Are FAILED events automatically retried?
Yes. Scheduler jobs query for all unprocessed records, which includes both NEW and FAILED events. The scheduler automatically re-attempts FAILED records on every cycle.
Does Event Hub use a separate DLQ topic?
No. Event Hub does not create a separate event bus DLQ topic. Records in FAILED status remain in the outbox table and serve as an implicit DLQ. Detecting permanent failures requires monitoring the outbox table.

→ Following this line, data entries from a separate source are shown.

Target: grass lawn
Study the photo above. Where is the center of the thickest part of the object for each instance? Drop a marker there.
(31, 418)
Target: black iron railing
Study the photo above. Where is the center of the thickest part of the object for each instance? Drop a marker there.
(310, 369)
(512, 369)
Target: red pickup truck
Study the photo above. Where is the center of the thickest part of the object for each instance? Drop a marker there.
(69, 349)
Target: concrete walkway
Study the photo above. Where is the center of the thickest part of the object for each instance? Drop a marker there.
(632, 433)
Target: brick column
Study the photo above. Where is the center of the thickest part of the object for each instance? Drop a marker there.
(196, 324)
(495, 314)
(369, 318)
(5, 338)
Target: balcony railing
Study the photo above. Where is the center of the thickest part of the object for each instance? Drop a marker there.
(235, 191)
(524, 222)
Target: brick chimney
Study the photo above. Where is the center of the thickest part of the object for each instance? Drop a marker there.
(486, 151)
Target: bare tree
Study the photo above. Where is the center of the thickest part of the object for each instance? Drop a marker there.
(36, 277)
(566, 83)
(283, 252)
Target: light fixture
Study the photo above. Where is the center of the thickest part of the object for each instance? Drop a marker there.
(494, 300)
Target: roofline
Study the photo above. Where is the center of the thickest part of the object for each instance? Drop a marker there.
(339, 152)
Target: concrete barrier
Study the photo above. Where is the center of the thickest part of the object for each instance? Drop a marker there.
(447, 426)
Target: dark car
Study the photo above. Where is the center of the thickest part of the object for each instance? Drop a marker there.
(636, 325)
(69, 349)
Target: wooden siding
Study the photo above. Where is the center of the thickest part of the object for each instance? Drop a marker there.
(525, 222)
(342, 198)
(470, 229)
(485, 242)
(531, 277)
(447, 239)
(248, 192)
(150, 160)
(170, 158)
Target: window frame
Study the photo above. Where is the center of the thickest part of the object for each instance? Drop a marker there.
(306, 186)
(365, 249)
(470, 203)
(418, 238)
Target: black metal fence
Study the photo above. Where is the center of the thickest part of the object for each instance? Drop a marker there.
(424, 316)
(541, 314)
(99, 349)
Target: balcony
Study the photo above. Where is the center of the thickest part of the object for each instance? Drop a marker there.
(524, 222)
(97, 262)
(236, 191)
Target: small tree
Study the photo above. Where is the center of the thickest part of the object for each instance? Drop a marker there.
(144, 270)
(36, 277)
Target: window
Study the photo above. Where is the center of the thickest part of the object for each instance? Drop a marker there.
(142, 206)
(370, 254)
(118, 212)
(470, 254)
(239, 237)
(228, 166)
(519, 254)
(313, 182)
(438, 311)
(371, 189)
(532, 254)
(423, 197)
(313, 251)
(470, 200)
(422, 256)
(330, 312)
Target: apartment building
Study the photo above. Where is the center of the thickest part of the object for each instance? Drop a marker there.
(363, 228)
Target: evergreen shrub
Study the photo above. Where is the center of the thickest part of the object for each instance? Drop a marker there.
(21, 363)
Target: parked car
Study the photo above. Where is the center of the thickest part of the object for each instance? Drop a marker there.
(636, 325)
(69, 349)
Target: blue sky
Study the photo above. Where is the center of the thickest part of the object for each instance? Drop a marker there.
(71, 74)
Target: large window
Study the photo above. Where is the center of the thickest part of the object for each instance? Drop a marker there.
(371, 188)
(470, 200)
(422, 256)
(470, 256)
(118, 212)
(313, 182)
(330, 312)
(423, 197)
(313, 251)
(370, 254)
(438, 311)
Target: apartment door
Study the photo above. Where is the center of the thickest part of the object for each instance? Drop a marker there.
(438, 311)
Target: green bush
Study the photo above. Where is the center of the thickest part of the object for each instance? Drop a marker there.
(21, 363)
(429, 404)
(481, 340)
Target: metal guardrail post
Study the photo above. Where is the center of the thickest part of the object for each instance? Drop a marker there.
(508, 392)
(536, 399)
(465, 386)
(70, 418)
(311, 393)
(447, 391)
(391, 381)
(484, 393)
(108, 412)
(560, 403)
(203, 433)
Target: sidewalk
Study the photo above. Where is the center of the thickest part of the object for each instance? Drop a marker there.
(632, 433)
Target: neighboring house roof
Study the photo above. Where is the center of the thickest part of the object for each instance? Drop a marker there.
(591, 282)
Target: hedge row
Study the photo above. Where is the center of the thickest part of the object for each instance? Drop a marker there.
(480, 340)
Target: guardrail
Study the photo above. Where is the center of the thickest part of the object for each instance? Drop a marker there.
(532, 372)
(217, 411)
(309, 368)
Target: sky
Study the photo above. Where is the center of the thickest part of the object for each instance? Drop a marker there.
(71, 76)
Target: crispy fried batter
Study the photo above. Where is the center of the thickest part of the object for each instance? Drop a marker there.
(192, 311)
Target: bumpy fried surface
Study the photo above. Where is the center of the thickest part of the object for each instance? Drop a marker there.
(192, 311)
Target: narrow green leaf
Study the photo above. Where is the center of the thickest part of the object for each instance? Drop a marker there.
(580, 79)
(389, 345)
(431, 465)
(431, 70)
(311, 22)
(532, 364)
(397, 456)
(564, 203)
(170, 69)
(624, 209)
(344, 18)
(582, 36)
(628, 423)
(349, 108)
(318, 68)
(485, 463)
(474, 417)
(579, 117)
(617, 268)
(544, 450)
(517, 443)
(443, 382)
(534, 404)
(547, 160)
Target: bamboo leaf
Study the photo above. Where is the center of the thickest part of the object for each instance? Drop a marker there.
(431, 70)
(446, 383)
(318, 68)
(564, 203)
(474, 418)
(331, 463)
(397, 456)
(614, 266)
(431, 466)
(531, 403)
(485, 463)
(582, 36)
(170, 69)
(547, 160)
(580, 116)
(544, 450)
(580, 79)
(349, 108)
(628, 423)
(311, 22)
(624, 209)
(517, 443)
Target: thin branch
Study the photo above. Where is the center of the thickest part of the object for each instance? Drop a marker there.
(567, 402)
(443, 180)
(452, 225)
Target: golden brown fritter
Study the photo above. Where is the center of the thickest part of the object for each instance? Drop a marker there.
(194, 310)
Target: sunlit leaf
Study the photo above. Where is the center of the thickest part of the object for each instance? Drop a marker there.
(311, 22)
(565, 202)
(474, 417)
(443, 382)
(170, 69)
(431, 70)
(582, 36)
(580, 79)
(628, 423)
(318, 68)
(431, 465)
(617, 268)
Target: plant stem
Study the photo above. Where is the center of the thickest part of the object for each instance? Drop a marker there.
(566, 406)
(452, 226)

Does the cleanup job also delete FAILED records?
No. The cleanup job only targets records in PROCESSED status. It deletes only records that Event Hub successfully sent to the event bus. FAILED records remain in the table.
Can multiple pods process the same event?
No. Event Hub uses a concurrency-safe polling mechanism that ensures only one instance processes each event. Multiple pods can run simultaneously without processing the same event.